I also didn’t want to describe the crimes and contribute to the voyeuristic thrill that books or films about rape often indulge in. I watch a lot of Law & Order SVU, and it’s known as a show that survivors love because it’s an aspirational fictional world where victims are listened to and believed, and justice is served, so to speak. But there’s also something kind of exploitive about it. I’m not drawn to depictions of violence in general—I won’t watch horror films and I tend not to read anything too gory. We don’t have to be drawn an explicit picture all the time, especially not with this particular story that I wanted to tell.
LU: Almost all the characters in The Best Kind of People are reasonably well-off and the school that Sadie attends and George taught at is a “prestigious prep school.” What made you choose a relatively rich and conservative small American town as your setting for this novel, when your previous books have largely been set in larger, metropolitan Canadian cities?
ZW: I can’t remember the moment I decided to make them wealthy or why I did it, it just felt right at the time. I wanted there to be a sense that the family had it pretty easy before this happens, they were secure in every sense, there was a lot to lose.
I also wanted to write a book that was far from my reality and see if I could do it. My other novels aren’t autobiographical in any way, but their settings are familiar to me, and the characters are people I could easily know in my life. That was a very important thing for me to do—there are still so few authentic depictions of queer and trans people in literature—but I wanted to set a new creative challenge for myself with this book.

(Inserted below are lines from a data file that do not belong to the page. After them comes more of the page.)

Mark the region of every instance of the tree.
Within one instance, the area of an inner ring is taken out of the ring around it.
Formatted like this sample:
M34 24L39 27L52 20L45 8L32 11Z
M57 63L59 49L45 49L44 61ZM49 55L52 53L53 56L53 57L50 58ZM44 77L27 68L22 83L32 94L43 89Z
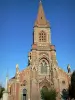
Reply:
M68 90L63 89L63 90L62 90L62 95L61 95L61 97L62 97L64 100L67 100L67 99L68 99Z
M4 91L5 89L4 89L4 87L2 87L1 85L0 85L0 99L2 98L2 96L3 96L3 91Z
M57 93L54 89L42 89L41 99L43 100L56 100Z
M75 71L71 75L71 84L69 86L69 97L75 99Z

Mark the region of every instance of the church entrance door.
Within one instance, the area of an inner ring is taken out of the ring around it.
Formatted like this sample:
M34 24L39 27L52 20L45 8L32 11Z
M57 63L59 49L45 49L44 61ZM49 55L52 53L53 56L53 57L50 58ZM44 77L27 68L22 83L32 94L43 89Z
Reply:
M23 100L27 100L27 90L23 89Z

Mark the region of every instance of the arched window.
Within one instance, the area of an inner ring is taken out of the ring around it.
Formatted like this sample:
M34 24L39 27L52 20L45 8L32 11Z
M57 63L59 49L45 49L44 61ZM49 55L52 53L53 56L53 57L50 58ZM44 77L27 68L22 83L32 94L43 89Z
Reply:
M39 42L46 42L46 33L44 31L39 33Z
M23 100L26 100L27 98L27 90L23 89Z
M42 60L40 67L41 67L41 73L46 74L47 73L47 63L45 60Z

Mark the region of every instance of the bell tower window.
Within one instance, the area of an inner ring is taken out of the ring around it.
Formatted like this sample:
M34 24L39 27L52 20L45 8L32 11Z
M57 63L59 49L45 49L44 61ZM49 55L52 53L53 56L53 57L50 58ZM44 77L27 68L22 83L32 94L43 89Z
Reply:
M39 33L39 42L46 42L46 33L44 31Z

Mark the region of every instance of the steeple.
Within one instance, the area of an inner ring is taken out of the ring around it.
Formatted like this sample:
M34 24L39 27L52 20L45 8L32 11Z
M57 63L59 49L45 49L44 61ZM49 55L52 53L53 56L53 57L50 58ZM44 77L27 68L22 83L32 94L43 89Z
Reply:
M49 23L46 20L45 13L43 10L42 2L39 2L39 9L37 14L37 19L35 21L35 25L37 27L49 27Z

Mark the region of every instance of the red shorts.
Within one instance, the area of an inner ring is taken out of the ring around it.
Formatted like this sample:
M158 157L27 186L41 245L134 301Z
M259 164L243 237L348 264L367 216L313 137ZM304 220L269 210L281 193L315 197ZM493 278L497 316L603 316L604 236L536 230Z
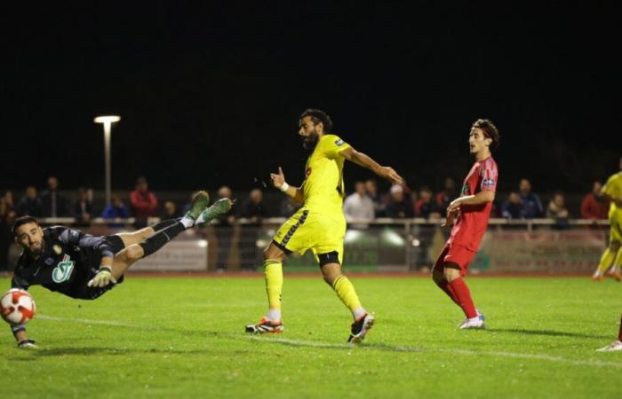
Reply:
M459 244L450 244L448 242L443 247L443 251L441 251L441 254L438 255L438 259L435 262L432 269L443 271L445 268L445 263L455 263L460 268L460 276L464 276L466 274L468 264L474 257L475 251L472 251L466 246Z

This meant I called a lot of my friends who were either American or had grown up wealthy to ask weird questions while I was writing it. I looked at a lot of prep school websites to try to imagine the school.

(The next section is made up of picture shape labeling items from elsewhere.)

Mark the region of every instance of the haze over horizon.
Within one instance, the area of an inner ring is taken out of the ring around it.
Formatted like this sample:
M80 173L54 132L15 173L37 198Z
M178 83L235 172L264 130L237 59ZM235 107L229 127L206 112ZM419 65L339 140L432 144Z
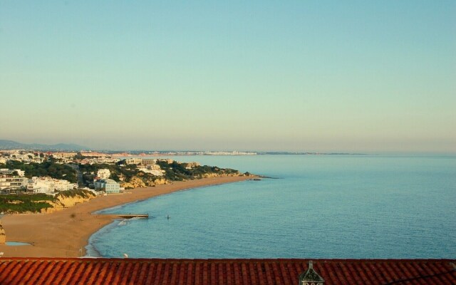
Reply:
M0 1L0 139L456 152L453 1Z

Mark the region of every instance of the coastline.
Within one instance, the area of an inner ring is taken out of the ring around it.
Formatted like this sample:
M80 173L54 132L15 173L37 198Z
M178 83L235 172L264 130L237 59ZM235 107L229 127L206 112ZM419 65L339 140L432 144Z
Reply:
M88 202L50 214L14 214L1 218L6 242L31 244L0 244L4 257L79 257L86 255L90 237L118 219L113 214L93 214L113 207L153 197L205 186L245 181L255 176L202 178L147 188L120 195L97 197Z

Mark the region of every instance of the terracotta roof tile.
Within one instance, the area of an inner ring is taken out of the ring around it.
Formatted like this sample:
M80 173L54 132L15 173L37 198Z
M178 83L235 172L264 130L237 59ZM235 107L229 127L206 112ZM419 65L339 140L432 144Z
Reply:
M1 284L296 284L309 259L1 259ZM456 284L455 260L314 259L331 284Z

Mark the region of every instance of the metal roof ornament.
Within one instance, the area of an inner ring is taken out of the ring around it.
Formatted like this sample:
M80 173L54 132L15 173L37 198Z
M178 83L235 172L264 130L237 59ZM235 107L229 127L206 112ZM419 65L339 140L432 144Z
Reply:
M314 270L314 264L309 261L309 269L299 275L299 285L323 285L325 280Z

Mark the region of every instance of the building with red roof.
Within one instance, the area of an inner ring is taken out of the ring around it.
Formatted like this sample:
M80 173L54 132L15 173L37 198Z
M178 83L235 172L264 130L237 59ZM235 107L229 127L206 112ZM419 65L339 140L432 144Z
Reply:
M456 261L452 259L309 261L4 258L0 259L0 284L456 284ZM311 279L317 276L321 279Z

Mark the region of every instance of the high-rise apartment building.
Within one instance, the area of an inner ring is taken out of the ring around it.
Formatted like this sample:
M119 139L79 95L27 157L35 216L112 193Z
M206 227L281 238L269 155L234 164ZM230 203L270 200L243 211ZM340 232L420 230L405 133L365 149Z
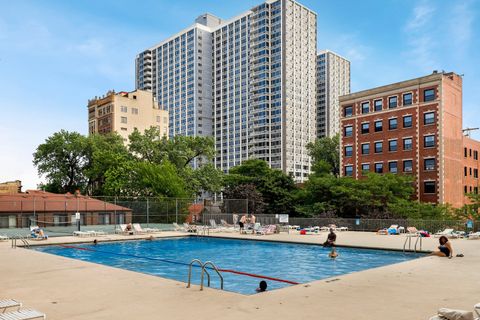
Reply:
M168 134L168 112L158 108L149 91L109 91L88 101L89 134L117 132L127 143L134 129L143 133L152 126Z
M350 61L323 50L317 56L317 137L340 133L339 97L350 93Z
M213 136L215 165L248 158L303 181L316 136L317 16L267 0L230 20L212 15L137 56L137 88L170 112L170 135Z
M461 207L480 143L462 134L462 77L431 75L340 97L342 175L413 175L416 198Z

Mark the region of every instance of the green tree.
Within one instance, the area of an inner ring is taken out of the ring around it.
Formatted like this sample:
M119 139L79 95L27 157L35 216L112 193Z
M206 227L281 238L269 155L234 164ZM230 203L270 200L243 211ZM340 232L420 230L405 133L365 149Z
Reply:
M45 176L46 190L58 193L85 190L88 162L87 138L78 132L61 130L40 144L33 154L39 175Z
M323 137L307 144L315 174L340 175L340 136Z

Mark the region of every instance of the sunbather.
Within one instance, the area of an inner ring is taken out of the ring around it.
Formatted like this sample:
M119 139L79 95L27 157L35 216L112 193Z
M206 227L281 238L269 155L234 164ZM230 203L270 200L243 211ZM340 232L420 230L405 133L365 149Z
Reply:
M335 241L337 241L337 235L333 232L333 228L330 228L330 233L327 236L327 241L323 243L324 247L334 247Z
M432 253L430 253L430 255L452 258L453 249L450 241L448 241L448 238L445 236L441 236L438 239L438 242L440 243L440 245L438 246L438 251L433 251Z

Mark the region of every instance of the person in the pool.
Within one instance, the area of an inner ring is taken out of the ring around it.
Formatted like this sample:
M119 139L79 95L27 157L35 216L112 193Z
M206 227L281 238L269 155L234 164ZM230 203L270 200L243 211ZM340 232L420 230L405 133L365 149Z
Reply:
M440 243L440 245L438 246L438 250L433 251L432 253L430 253L430 255L437 256L437 257L452 258L453 248L452 248L452 245L450 244L450 241L448 241L448 238L445 236L441 236L438 239L438 242Z
M258 284L258 288L255 289L255 291L257 291L257 292L267 291L267 281L265 281L265 280L260 281L260 283Z
M333 228L330 228L330 233L327 236L327 241L323 243L324 247L334 247L335 241L337 241L337 235L333 232Z

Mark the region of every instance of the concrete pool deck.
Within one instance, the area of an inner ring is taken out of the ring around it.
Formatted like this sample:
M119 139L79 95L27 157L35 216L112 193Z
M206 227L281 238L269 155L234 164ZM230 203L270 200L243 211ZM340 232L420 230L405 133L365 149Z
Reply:
M186 235L162 232L156 237ZM320 244L319 235L211 233L241 239ZM111 235L98 240L133 239ZM142 236L135 238L144 238ZM34 244L76 243L61 237ZM402 249L405 236L339 232L339 245ZM423 249L438 239L424 238ZM428 319L440 307L471 310L480 301L480 241L451 240L463 258L425 257L245 296L199 291L174 280L116 269L0 243L0 299L14 298L47 319ZM341 248L339 249L341 254ZM332 281L335 280L335 281Z

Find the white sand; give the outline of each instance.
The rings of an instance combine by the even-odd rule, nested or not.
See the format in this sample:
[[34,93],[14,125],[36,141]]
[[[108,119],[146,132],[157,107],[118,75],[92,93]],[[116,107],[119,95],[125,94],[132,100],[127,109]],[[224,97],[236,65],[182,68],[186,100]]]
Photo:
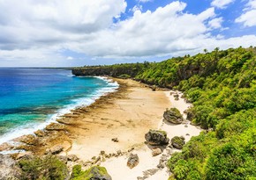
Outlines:
[[[174,100],[173,96],[170,96],[169,93],[170,91],[166,92],[166,96],[169,98],[172,107],[177,108],[182,113],[191,105],[191,104],[187,104],[183,98],[179,98],[179,100],[177,101]],[[178,94],[179,96],[182,95],[182,93],[180,92],[178,92]],[[184,114],[184,116],[185,117]],[[187,125],[187,127],[184,126],[185,124]],[[199,135],[200,133],[200,129],[199,127],[190,125],[189,122],[186,122],[185,124],[167,124],[162,122],[162,119],[159,125],[159,129],[166,131],[169,139],[174,136],[184,136],[185,138],[185,141],[188,141],[192,136]],[[171,153],[173,153],[177,150],[172,149],[171,151]],[[126,166],[128,159],[127,155],[110,158],[106,162],[102,162],[101,165],[107,169],[113,180],[136,180],[138,179],[138,176],[143,176],[143,172],[148,169],[156,169],[161,156],[162,155],[167,155],[167,152],[166,150],[164,150],[162,155],[153,157],[151,149],[148,148],[147,146],[142,145],[142,148],[135,149],[134,151],[132,151],[132,154],[138,154],[139,158],[139,163],[138,164],[138,166],[134,167],[132,169]],[[169,156],[168,157],[168,159],[169,158]],[[162,169],[157,169],[158,170],[155,172],[155,174],[148,176],[147,179],[167,180],[169,178],[170,173],[168,170],[167,167]]]

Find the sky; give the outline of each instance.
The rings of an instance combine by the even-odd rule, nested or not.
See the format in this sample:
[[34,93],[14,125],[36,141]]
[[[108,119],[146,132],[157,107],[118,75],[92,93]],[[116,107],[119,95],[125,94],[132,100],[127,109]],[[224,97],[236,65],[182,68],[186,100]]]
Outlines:
[[256,0],[0,0],[0,67],[160,61],[256,46]]

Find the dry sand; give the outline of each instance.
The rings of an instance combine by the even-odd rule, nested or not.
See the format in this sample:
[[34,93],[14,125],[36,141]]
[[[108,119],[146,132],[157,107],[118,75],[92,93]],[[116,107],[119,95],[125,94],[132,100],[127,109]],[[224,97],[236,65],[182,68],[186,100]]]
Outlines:
[[[60,145],[64,150],[61,155],[76,155],[85,162],[98,156],[101,151],[117,154],[118,150],[127,152],[133,147],[132,153],[138,154],[139,163],[132,169],[126,166],[130,153],[102,161],[101,165],[106,167],[113,180],[136,180],[139,176],[149,180],[168,179],[167,167],[156,167],[161,159],[164,156],[165,160],[169,159],[177,150],[166,148],[162,155],[153,157],[151,148],[144,143],[144,136],[149,129],[164,130],[169,139],[182,135],[186,141],[198,135],[200,129],[189,122],[172,125],[162,120],[166,108],[176,107],[183,112],[191,104],[183,98],[176,101],[169,90],[153,91],[132,80],[114,81],[120,84],[117,91],[65,114],[58,119],[62,124],[50,125],[46,130],[38,131],[35,137],[25,136],[26,145],[19,148],[44,155]],[[118,142],[112,141],[113,138],[117,138]]]
[[[132,80],[118,80],[118,83],[125,86],[121,97],[110,99],[110,103],[106,99],[108,103],[90,110],[79,120],[78,128],[70,130],[76,136],[68,154],[87,161],[102,150],[124,151],[143,143],[148,129],[158,127],[164,110],[170,106],[165,92],[153,91]],[[112,141],[113,138],[119,141]]]
[[[179,98],[179,100],[176,101],[173,96],[169,95],[170,92],[171,91],[164,92],[166,97],[171,102],[170,107],[176,107],[183,112],[191,105],[191,104],[187,104],[183,98]],[[182,96],[181,92],[178,92],[178,94],[180,97]],[[185,117],[185,114],[183,113],[183,115]],[[185,141],[188,141],[192,136],[199,135],[201,131],[199,127],[190,125],[189,122],[181,125],[173,125],[164,122],[162,118],[159,119],[159,122],[158,129],[166,131],[168,137],[170,139],[174,136],[184,136]],[[133,154],[138,154],[139,157],[139,163],[135,168],[131,169],[126,166],[128,155],[109,159],[102,162],[102,165],[106,167],[113,180],[139,179],[138,177],[147,180],[167,180],[170,176],[169,170],[167,167],[158,169],[157,165],[162,156],[166,155],[167,159],[169,159],[170,155],[176,151],[178,150],[164,149],[162,155],[153,157],[152,150],[147,146],[142,145],[140,148],[132,151]]]

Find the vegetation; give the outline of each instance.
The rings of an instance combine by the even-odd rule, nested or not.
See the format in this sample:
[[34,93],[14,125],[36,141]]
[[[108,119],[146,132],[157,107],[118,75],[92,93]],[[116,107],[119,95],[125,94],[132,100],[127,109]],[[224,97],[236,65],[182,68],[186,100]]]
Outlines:
[[22,170],[21,179],[24,180],[63,180],[69,177],[65,163],[56,156],[35,156],[22,159],[19,163]]
[[[152,85],[177,89],[193,103],[188,112],[204,129],[169,161],[170,179],[255,179],[256,47],[230,48],[159,63],[113,65]],[[136,74],[134,74],[135,72]],[[122,74],[123,72],[119,72]],[[119,75],[120,76],[120,75]]]
[[80,165],[75,165],[72,169],[72,179],[90,180],[90,179],[111,179],[104,167],[94,166],[86,171],[82,171]]

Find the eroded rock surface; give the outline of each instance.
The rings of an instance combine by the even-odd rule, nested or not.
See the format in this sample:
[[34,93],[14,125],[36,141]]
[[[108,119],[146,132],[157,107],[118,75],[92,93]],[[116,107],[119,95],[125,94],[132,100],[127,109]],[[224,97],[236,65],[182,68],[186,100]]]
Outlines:
[[182,114],[177,108],[167,109],[163,113],[163,119],[173,124],[181,124],[184,121]]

LU: It may just be the prevalence of such things on social media, but it certainly seems that young women and girls in schools and on university campuses are taking a really active stand about issues like slut-shaming and sexual assault and harassment nowadays. Do you think the discourse around blame and guilt and power in these situations is changing at all?

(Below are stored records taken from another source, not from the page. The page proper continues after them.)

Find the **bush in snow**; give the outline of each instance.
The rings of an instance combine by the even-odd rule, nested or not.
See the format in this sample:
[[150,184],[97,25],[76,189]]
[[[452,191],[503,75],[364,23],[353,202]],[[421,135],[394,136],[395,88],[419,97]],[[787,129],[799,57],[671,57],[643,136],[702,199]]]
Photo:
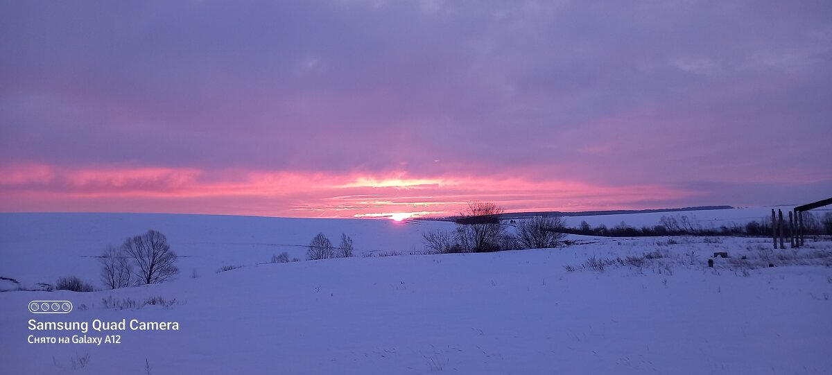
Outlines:
[[487,253],[500,250],[505,225],[500,221],[502,207],[491,202],[473,201],[456,220],[456,243],[466,252]]
[[332,241],[323,233],[319,233],[312,239],[309,249],[306,250],[306,258],[310,260],[328,259],[334,255],[335,249],[332,247]]
[[341,234],[341,244],[338,245],[338,256],[349,258],[353,256],[353,239],[345,234]]
[[95,287],[84,283],[83,280],[76,276],[58,279],[57,282],[55,283],[55,289],[72,290],[73,292],[94,292],[96,290]]
[[517,238],[523,249],[557,247],[566,237],[563,218],[560,216],[537,217],[521,220],[518,225]]
[[121,251],[133,261],[137,284],[163,283],[179,274],[176,254],[171,250],[165,234],[156,230],[128,238]]
[[289,263],[289,253],[283,252],[280,255],[272,255],[271,263]]
[[129,256],[121,249],[108,246],[99,257],[102,282],[111,289],[131,286],[133,267]]

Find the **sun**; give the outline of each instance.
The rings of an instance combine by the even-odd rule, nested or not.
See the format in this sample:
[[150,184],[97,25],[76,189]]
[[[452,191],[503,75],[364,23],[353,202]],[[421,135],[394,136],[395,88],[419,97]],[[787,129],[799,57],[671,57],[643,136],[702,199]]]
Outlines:
[[409,217],[410,214],[407,212],[399,212],[390,215],[390,219],[393,219],[394,221],[402,221]]

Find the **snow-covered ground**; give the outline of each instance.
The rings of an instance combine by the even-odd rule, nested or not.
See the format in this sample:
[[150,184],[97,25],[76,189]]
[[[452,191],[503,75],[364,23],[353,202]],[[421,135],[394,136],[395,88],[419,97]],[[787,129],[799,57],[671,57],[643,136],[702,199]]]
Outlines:
[[[422,234],[450,228],[438,221],[287,219],[167,214],[0,214],[0,277],[32,288],[59,277],[78,276],[98,284],[94,257],[107,245],[155,229],[181,258],[182,278],[213,274],[222,266],[245,266],[286,252],[303,259],[306,245],[324,233],[334,245],[341,234],[364,254],[422,250]],[[2,289],[2,287],[0,287]]]
[[[690,222],[701,229],[719,229],[721,225],[730,226],[737,224],[745,225],[749,221],[762,221],[766,218],[770,220],[771,209],[782,210],[783,214],[788,215],[788,211],[794,209],[793,205],[769,206],[769,207],[745,207],[729,210],[701,210],[693,211],[671,211],[671,212],[646,212],[639,214],[626,215],[601,215],[591,216],[568,216],[566,217],[567,225],[577,227],[581,221],[586,221],[592,227],[604,225],[608,227],[615,226],[622,221],[627,225],[640,228],[643,225],[653,226],[659,224],[662,216],[676,218],[677,220],[686,216]],[[811,211],[814,215],[821,215],[826,212],[824,210]]]
[[[767,239],[572,236],[580,244],[409,255],[423,230],[448,223],[74,214],[0,220],[0,276],[97,281],[94,259],[78,255],[150,228],[189,255],[183,274],[164,284],[0,293],[2,373],[145,374],[147,366],[153,374],[832,373],[828,240],[774,250]],[[300,257],[302,248],[275,245],[304,244],[319,231],[336,242],[347,233],[363,251],[405,254],[258,264],[282,251]],[[709,269],[722,251],[730,258]],[[587,264],[593,259],[602,271]],[[224,264],[244,267],[215,273]],[[32,269],[38,264],[45,270]],[[103,300],[151,297],[176,302],[117,309]],[[75,308],[35,315],[27,309],[35,299],[70,300]],[[177,322],[179,329],[86,333],[120,334],[119,344],[30,344],[32,334],[84,335],[31,331],[32,318]]]

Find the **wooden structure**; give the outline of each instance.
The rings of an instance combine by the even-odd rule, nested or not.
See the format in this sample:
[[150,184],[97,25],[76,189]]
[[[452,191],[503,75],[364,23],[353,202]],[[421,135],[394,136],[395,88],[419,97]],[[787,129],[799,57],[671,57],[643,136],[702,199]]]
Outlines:
[[[820,208],[820,207],[823,207],[825,205],[832,205],[832,198],[823,200],[818,200],[817,202],[810,203],[810,204],[807,204],[807,205],[799,205],[797,207],[795,207],[795,210],[792,212],[789,213],[789,226],[791,229],[791,231],[790,231],[791,233],[790,234],[790,236],[791,237],[791,247],[792,248],[799,248],[800,246],[803,246],[803,241],[804,241],[804,238],[803,238],[803,213],[805,212],[805,211],[808,211],[810,210],[815,210],[815,209]],[[774,210],[774,209],[772,209],[771,210],[771,219],[772,219],[771,226],[772,226],[772,228],[775,228],[775,223],[774,223],[774,215],[775,214],[774,213],[775,213],[775,210]],[[780,214],[780,215],[782,215],[782,214]],[[794,223],[792,222],[792,216],[793,215],[794,215],[794,218],[795,218]],[[781,216],[781,218],[782,218],[782,216]],[[780,220],[780,225],[782,225],[782,220]],[[781,233],[782,233],[782,230],[783,229],[782,229],[782,227],[781,227],[780,228]],[[772,232],[775,232],[775,231],[776,231],[776,229],[772,229]],[[781,237],[780,237],[780,241],[781,241],[780,242],[780,249],[783,249],[782,234],[780,234],[780,235],[781,235]],[[776,239],[775,239],[775,249],[777,249]]]

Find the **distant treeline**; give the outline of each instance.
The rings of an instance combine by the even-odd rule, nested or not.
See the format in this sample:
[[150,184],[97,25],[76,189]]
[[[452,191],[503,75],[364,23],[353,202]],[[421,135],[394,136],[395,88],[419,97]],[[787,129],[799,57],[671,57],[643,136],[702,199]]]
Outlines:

ZW: It’s hard to know what is changing and what isn’t, on a systemic level, because of the increase in conversation about consent and violence, but the proliferation of writing and publishing on the subject is fantastic to me. The two thirteen-year-old girls who started a consent education program in Toronto—amazing! I hope that there’s a real shift that’s happening around consent with young people today, and in ways that will result in changes to systemic misogyny. I don’t see that happening right now, but I think it’s on its way.
LU: Throughout the course of the novel, the characters are put in situations that force them to choose between their untested theoretical stances on sexual violence and their feelings towards their family. Joan in particular struggles with this, as believing the accusations and aligning herself with “faceless police and children she didn’t raise” means turning her back on her husband and the life that she has built with him. Given that The Best Kind of People reads like something of a modern morality tale as applied to rape culture, are there any lessons that you intended your readers to walk away with?
ZW: No, I didn’t have any lessons in mind. I wanted to tell an interesting story and that’s all. I had to stop myself any time I had an urge to make a particular political point, because that’s when storytelling flounders. Of course my sensibilities and my thoughts about rape culture are revealed in moments through various characters, but I never wanted to write a book that was educational or moralizing.
Lucy Uprichard is a research intern at Maisonneuve.